Leucadia National (LUK) is a dog’s breakfast of wildly different businesses under one umbrella headed by two extremely talented investors. The nearest analogy is a very volatile Buffett and Berkshire Hathaway. Leucadia has generated 18.5% annual returns in book value since 1978. Buffett has generated 20.2% annual returns in book value since 1965. The big difference is that Buffett has tended to buy (and pay up for) steady cash-flow generators and thus has more/better opportunities to buy in a downturn. The downside is that those steady cash-flow generators make Berkshire a much less volatile and “safer” stock (beta – 0.73). Leucadia is much more deep value-oriented – but relies for cash on selling assets. So it tends to have more cash in years when it is often tougher to find bargains to buy. That said, it now owns businesses that are much more levered to growth and so is a high-beta stock (1.55 – twice as volatile as Berkshire). My idea is that this is a stock to watch and wait for – and buy as a one-stop SP500 proxy when the market bottoms/panics.
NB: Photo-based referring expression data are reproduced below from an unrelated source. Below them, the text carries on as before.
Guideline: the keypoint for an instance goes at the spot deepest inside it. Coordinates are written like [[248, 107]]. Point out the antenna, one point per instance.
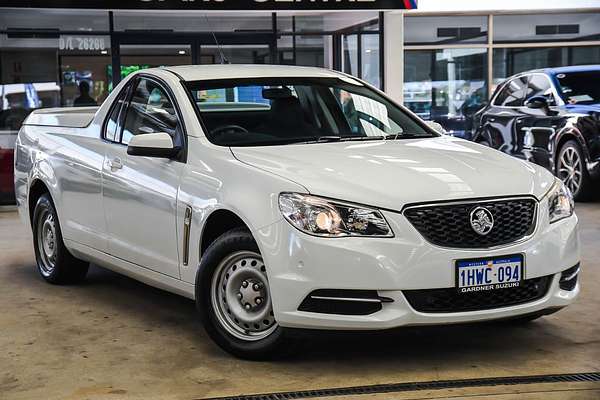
[[224, 59]]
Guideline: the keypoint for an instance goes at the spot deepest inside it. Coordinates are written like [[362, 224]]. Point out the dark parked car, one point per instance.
[[552, 118]]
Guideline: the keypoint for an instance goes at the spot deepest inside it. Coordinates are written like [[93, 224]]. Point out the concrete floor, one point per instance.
[[115, 338]]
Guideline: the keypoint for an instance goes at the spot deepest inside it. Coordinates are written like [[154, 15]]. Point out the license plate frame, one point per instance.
[[503, 259]]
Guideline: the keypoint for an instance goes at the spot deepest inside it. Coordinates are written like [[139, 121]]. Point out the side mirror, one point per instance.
[[158, 144], [537, 103], [436, 127]]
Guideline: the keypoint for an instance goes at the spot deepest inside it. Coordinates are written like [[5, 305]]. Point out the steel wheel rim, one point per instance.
[[570, 169], [47, 242], [241, 298]]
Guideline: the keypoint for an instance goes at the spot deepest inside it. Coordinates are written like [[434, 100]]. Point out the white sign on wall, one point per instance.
[[82, 43]]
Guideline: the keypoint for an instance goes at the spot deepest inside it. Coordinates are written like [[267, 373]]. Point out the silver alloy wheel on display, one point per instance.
[[570, 169], [240, 296], [47, 242]]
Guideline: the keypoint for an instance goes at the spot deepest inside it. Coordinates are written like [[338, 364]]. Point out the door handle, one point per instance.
[[115, 164]]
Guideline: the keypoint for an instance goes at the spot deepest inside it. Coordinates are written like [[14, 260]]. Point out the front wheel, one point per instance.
[[234, 298], [54, 262], [571, 169]]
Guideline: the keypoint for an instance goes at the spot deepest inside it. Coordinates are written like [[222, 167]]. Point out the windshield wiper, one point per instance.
[[406, 135], [352, 138]]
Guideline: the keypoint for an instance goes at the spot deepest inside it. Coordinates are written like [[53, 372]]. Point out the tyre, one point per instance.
[[234, 300], [54, 262], [571, 169]]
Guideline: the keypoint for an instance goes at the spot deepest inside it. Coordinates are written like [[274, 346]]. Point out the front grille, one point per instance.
[[451, 300], [449, 225]]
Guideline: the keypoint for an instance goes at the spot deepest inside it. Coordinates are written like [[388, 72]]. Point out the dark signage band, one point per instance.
[[216, 4]]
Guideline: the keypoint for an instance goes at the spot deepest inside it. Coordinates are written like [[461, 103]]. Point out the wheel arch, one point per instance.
[[217, 223], [36, 190], [566, 136]]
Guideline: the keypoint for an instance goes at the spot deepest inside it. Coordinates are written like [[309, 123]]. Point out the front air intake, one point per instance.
[[568, 278], [343, 301]]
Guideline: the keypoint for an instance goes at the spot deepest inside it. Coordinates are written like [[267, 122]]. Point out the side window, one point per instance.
[[539, 85], [512, 93], [150, 111], [111, 129]]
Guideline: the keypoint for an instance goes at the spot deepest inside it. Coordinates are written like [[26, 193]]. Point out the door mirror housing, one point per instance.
[[159, 144], [436, 127], [537, 103]]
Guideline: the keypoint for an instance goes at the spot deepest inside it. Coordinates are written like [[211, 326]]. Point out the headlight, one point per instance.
[[322, 217], [560, 202]]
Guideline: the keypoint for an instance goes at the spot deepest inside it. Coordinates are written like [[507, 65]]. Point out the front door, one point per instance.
[[140, 193]]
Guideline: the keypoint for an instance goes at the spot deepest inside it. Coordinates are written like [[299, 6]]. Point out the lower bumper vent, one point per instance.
[[450, 300], [344, 302], [568, 279]]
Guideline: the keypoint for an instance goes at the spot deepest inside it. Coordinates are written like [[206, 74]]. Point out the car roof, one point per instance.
[[238, 71]]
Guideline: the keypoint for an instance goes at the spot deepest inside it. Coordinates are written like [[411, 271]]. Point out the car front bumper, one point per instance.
[[299, 264]]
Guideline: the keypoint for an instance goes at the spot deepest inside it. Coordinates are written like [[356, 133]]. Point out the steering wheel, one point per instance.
[[220, 130]]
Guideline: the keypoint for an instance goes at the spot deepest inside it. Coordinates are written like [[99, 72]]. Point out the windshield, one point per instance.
[[261, 112], [579, 87]]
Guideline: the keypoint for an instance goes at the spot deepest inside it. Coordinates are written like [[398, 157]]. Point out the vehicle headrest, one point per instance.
[[276, 93]]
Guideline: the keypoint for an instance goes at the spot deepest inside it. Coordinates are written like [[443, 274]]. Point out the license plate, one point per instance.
[[492, 273]]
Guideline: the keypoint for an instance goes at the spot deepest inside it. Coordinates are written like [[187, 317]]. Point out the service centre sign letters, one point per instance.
[[217, 4]]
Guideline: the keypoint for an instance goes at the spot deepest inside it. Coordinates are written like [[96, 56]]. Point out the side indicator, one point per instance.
[[187, 223]]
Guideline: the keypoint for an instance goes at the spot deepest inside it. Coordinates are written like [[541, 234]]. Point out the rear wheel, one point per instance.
[[54, 262], [234, 298], [571, 169]]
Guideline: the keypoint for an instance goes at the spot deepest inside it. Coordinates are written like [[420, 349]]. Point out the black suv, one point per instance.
[[550, 117]]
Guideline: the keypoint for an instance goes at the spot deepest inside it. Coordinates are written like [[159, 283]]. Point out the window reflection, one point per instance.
[[446, 85]]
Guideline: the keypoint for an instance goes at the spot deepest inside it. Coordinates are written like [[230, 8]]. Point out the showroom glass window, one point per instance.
[[542, 36], [446, 85], [48, 58], [347, 41]]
Current businesses — Owns large stakes in an Australian iron ore miner (Fortescue), a Canadian/Spanish copper producer (Inmet), a subprime auto financier (Americredit), and a boutique investment bank (Jeffries). An Idaho lumber company. A niche plastic netting mfr. Gas drilling equipment. A coal gasification plant. An LNG terminal. Wineries/vineyards in OR/WA/CA. A prepaid phonecard company. A vacation home rental mngmt company. A Biloxi hotel/casino. A biotech company. Misc debt-free land. A 50/50 JV (with Buffett) of the largest non-bank owned commercial mortgage servicer (not lender). Auto dealerships. What a mish-mash. The only unifying theme is that the stakes were purchased at what were very low (though not necessarily historically low) prices and are thus on Leucadia’s books at those prices (or market price for their investment stakes). The collection is currently selling for 1.2x book – which isn’t cheap but isn’t particularly expensive either. Berkshire is currently selling at 1.3 book. The only “individual company” risk that i see here is a)a series of small debt payments that will come due from 2012-2014 where another global credit shock could freeze the non-sovereign bond markets and b)the hit-by-a-bus risk because the two key people here are in their late 60’s.

Shareowners – Market cap is about $5 billion. Insiders own about 10% and the two key insiders are in their late 60’s and are gradually selling their stakes (and not likely to buy because of their age). They aren’t however retiring yet. Outside owners tend to be either index funds and/or solid value low-turnover investors themselves. Succession plan is a bit of an issue but this really is a shareholder friendly company and they have said that if they can’t find a replacement to keep the investing going, then they will find one who will manage the dissolution of the investments/pieces. And there are enough disparate pieces here so that that could be accomplished over time with a good return to shareholders.

Strategy: This is truly an investment company and not a “conglomerate”. Assets are bought and sold regularly and there are no internal notions about synergy or somesuch nonsense. So each one of those potential transactions is a catalyst for share price appreciation. Many of the assets are highly levered to growth — and thus will really reflect the market’s own investment/emotional/M&A volatility. Some of the assets are steady and will perform OK (eg the debt servicing business in the US) even in a near worst-case scenario for the economy. Some are potential value-traps. But overall, this is a management team that understands that and has actually prepared for a near worst-case contingency. So the stock really does make for a good one-stop proxy for the overall market. Buy (average in) when the overall markets are totally panicked — and at least you can get instant sector diversification (and thus invest a larger amount than you normally would in a single stock) without the SP500’s (or other ETF’s) problem that that index plows money into a whole bunch of garbage simply because they exist and are big – and without a lot of the specific risk that most other companies face. And since LUK is in the SP500, it will automatically get/lose some small portion of those index assets anyway. What I do find interesting is that LUK has not performed very well over the last year’s bounce. Indicating to me (in hindsight), that this rally was not the start of a bull market but was just a long headfake in a secular bear market. Going forward, each new decline will price in a bit more realism – and each new rally will serve to separate the wheat from the chaff.

To summarize. Watch for now. Wait until there is blood in the streets and markets are oversold and pricing in a bit of armageddon or double-dip or Great Depression or whatever the codewords will be. And look for LUK. Might get lucky. Ugggh.